The International Labour Organisation (ILO) has published a survey of fishermen conditions in Thailand’s fishing sector. The report reveals evidence of forced labour, debt bondage and violence.
The ILO report Employment Practices and Working Conditions in Thailand’s Fishing Sector features interviews with 596 fishermen, the majority of whom are migrants from Myanmar and Cambodia, it exposes abuse on-board fishing boats, with 17.3 percent of the fishers questioned testifying that they had been threatened by their employer, the captain, a supervisor or a co-worker and 101 of the respondents (approximately 17 percent) recounting that they had worked against their will, unable to leave for a variety of reasons.
The report concludes that many of the problems faced by fishers are compounded by a lack of employment contracts; 94 percent of those surveyed did not have a written contract. As such, working hours and the terms of payment, including the method for calculating pay (usually incorporating a share of the sale of the catch), frequency of pay and deductions, are not clearly defined. Other contributing factors include the irregular status of migrant fishers, limited monitoring by the labour inspectorate or other bodies, and the lack of any representative workers’ group.
The Environmental Justice Foundation report Sold to the Sea (May 2013) also documented severe human rights infringements, human trafficking, physical violence, forced detention and even murder in the Thai fishing industry, with testimonies from Burmese workers as young as 16 offering details of the systemic abuse.
“The ILO report substantiates our conviction that human rights abuses are widespread in the fishing industry, both in Thailand and elsewhere. The uncomfortable truth is that fish caught on such vessels has been tracked through international supply chains to the European and US Seafood markets. Fish caught by these modern-day slaves is reaching our own plates,” said Steve Trent, Executive Director, Environmental Justice Foundation.
EJF is working with local activists, responsible companies, the European Commission and the US Department of State’s Office to Monitor and Combat Trafficking in Persons in order to uncover abuses and their links to international supply chains, and to highlight these issues to decision-makers who can bring about change.

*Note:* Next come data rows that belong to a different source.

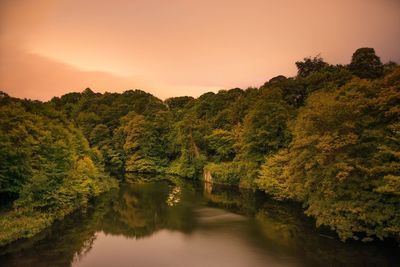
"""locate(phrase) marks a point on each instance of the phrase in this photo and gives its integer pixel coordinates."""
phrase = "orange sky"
(180, 47)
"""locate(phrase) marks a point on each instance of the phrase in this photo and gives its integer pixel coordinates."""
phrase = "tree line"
(328, 138)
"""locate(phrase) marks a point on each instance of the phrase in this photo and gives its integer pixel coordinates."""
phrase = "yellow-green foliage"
(344, 160)
(47, 169)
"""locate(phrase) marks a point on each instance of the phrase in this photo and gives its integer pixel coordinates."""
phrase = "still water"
(176, 223)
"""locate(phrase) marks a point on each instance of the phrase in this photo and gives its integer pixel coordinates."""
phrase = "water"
(166, 223)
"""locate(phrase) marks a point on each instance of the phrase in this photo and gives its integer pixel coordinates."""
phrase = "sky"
(180, 47)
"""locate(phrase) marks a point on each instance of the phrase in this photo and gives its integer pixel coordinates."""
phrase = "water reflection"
(175, 223)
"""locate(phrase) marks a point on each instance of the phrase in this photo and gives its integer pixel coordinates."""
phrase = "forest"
(328, 138)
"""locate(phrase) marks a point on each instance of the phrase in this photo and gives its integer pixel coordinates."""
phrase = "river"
(178, 223)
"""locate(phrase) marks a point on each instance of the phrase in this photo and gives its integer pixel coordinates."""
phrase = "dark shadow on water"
(140, 211)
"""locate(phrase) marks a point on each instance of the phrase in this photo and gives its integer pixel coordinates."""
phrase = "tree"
(310, 65)
(366, 64)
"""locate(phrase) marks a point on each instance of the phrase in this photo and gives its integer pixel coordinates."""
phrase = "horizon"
(50, 48)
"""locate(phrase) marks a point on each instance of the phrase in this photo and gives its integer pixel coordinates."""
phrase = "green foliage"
(344, 160)
(221, 144)
(325, 138)
(47, 168)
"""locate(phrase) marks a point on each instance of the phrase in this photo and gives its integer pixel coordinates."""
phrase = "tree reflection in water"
(140, 210)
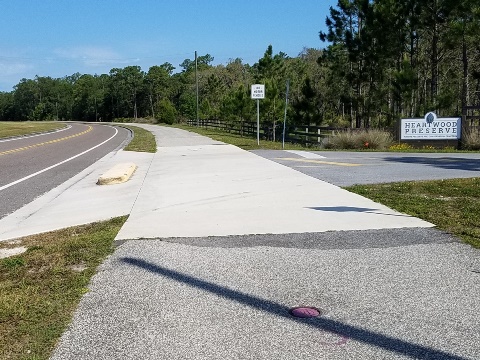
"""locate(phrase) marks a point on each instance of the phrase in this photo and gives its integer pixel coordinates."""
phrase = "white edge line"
(42, 134)
(58, 164)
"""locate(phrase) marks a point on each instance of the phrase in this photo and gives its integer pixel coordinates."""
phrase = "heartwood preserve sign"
(431, 128)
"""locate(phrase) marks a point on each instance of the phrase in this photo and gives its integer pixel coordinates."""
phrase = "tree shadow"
(449, 163)
(335, 327)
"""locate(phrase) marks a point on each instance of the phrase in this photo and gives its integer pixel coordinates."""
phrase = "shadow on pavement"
(354, 209)
(332, 326)
(450, 163)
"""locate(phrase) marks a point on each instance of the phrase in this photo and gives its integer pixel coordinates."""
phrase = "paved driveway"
(349, 168)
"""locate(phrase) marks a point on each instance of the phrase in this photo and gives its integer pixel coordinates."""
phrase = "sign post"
(258, 92)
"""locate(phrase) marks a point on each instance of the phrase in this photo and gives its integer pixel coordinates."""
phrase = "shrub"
(362, 139)
(471, 140)
(166, 112)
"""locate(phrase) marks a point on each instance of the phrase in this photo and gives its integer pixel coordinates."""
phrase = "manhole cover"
(305, 312)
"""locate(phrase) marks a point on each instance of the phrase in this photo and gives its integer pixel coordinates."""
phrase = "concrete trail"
(389, 286)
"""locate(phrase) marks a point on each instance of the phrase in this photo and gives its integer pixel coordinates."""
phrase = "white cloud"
(8, 69)
(93, 56)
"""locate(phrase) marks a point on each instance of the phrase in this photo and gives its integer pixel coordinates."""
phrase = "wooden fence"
(304, 134)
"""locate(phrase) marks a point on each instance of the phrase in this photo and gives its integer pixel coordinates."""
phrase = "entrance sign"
(431, 128)
(258, 91)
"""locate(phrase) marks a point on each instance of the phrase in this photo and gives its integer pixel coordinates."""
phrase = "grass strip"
(246, 143)
(20, 128)
(143, 140)
(41, 288)
(452, 205)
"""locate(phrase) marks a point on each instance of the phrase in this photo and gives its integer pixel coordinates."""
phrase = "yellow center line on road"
(46, 142)
(310, 161)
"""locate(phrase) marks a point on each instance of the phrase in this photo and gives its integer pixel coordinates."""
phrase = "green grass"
(40, 289)
(246, 143)
(17, 128)
(452, 205)
(143, 140)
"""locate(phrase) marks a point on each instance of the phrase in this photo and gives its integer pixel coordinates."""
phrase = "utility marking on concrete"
(57, 164)
(318, 162)
(46, 142)
(304, 312)
(306, 154)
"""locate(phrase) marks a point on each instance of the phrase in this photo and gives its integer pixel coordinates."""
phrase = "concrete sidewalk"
(221, 243)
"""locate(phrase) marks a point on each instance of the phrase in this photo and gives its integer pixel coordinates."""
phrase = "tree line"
(382, 60)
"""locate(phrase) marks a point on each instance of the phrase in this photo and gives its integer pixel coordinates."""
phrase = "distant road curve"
(33, 165)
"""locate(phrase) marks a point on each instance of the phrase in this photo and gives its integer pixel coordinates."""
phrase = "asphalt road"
(350, 168)
(32, 165)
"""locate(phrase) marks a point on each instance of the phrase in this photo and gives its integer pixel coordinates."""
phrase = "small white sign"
(258, 91)
(431, 128)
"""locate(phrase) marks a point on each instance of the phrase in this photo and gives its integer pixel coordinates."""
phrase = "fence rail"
(304, 134)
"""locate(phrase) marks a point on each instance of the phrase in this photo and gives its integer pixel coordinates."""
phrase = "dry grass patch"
(452, 205)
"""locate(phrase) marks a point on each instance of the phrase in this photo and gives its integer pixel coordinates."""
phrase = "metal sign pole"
(285, 117)
(258, 122)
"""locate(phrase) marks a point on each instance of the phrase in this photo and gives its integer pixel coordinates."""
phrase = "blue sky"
(61, 37)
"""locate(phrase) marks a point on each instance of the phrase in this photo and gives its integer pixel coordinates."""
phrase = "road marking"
(46, 142)
(35, 135)
(57, 164)
(306, 154)
(318, 162)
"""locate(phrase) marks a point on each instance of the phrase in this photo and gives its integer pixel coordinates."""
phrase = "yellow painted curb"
(118, 174)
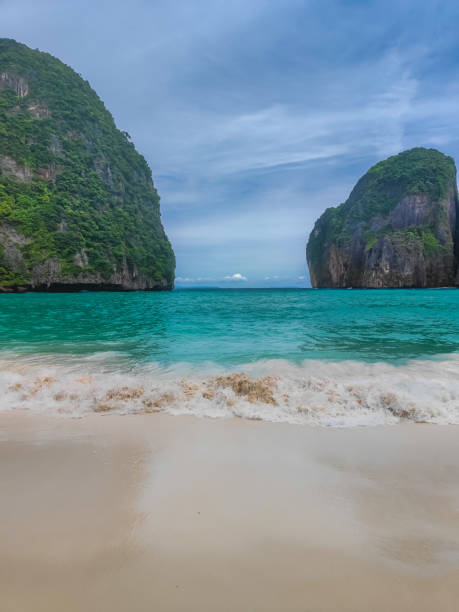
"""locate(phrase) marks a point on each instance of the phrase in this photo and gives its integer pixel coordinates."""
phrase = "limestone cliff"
(397, 229)
(78, 208)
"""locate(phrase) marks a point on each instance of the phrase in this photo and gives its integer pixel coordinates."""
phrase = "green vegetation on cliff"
(71, 183)
(413, 172)
(398, 228)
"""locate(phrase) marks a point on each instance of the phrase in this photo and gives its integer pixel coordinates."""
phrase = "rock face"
(397, 229)
(78, 208)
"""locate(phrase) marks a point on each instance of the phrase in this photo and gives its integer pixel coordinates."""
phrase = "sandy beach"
(154, 512)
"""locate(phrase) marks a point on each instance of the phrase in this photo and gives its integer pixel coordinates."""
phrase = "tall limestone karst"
(397, 228)
(78, 209)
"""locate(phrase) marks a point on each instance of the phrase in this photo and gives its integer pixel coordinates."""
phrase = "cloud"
(256, 116)
(236, 277)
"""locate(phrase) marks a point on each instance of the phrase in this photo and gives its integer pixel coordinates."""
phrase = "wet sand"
(141, 513)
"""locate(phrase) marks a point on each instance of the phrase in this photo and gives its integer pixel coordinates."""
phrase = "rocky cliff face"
(397, 229)
(78, 208)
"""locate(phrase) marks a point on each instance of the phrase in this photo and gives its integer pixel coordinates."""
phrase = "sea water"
(328, 357)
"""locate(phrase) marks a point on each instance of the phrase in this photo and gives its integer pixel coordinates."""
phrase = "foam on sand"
(338, 394)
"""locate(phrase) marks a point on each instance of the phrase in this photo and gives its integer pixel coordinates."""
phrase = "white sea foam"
(339, 394)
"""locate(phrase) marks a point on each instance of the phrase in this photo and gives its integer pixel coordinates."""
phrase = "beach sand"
(142, 513)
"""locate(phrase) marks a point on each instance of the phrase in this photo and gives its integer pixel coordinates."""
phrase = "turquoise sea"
(334, 357)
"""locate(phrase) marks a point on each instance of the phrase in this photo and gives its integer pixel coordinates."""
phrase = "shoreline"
(158, 512)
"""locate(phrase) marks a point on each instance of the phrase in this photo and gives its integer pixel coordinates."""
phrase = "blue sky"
(257, 115)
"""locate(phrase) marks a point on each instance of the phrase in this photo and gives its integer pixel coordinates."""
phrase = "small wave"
(338, 394)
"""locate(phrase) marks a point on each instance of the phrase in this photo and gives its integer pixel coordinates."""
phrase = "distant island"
(397, 229)
(78, 208)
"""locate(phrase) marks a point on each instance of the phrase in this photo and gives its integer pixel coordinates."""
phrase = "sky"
(256, 115)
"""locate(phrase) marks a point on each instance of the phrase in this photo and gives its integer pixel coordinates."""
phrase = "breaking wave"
(337, 394)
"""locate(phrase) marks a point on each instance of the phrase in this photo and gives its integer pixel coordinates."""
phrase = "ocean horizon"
(331, 357)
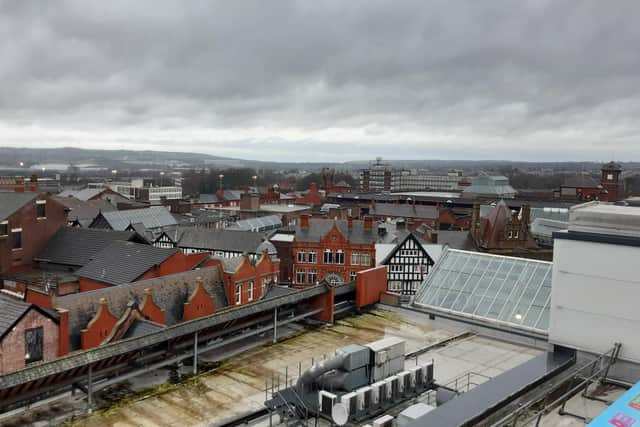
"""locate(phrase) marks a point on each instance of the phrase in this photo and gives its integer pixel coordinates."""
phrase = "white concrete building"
(595, 298)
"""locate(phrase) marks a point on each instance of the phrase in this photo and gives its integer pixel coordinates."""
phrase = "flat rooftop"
(237, 387)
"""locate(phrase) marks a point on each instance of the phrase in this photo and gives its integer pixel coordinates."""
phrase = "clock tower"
(611, 181)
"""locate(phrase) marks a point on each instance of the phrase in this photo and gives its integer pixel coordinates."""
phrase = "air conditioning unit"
(364, 398)
(404, 384)
(377, 393)
(418, 378)
(427, 372)
(384, 421)
(326, 401)
(350, 401)
(394, 387)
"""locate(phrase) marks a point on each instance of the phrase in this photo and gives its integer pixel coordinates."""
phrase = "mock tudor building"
(27, 221)
(332, 250)
(407, 265)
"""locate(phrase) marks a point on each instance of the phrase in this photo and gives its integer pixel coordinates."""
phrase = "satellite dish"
(339, 414)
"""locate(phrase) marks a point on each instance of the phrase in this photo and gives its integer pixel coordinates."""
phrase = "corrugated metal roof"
(11, 202)
(123, 262)
(513, 291)
(84, 194)
(262, 223)
(153, 217)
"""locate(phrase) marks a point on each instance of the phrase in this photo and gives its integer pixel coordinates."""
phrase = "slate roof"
(84, 194)
(208, 198)
(141, 327)
(169, 293)
(84, 212)
(581, 181)
(318, 228)
(152, 217)
(230, 265)
(456, 240)
(404, 210)
(75, 247)
(418, 240)
(12, 201)
(216, 239)
(12, 310)
(123, 262)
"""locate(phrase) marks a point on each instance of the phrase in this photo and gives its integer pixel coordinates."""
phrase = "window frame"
(14, 231)
(40, 203)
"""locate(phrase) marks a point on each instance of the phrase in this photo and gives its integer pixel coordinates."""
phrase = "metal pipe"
(195, 353)
(275, 325)
(90, 390)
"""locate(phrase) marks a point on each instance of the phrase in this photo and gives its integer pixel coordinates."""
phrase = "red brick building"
(125, 262)
(611, 181)
(414, 215)
(27, 222)
(29, 334)
(244, 281)
(332, 250)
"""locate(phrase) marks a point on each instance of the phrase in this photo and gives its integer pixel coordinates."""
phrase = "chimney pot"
(368, 222)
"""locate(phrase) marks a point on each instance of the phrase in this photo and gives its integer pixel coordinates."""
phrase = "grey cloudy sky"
(325, 80)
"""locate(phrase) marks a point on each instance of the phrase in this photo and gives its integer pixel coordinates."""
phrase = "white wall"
(595, 297)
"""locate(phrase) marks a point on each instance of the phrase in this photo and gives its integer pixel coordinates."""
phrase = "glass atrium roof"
(516, 291)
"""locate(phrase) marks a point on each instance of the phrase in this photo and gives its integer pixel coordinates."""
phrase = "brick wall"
(370, 284)
(35, 233)
(12, 347)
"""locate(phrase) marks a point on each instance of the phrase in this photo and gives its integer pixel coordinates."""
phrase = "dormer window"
(41, 209)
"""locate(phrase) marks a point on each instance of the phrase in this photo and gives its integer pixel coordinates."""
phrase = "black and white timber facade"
(407, 266)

“The same lack of monitoring, transparency and traceability that facilitates unscrupulous fishing operators to used trafficked workers and abuse their crews enables illegal fishing activities to take place, such as stealing from coastal countries, damaging marine environments and jeopardising the future health of fish stocks and biodiversity. EJF is working to both defend human rights and protect the environment by combating illegal fishing and human trafficking,” concluded Mr Trent.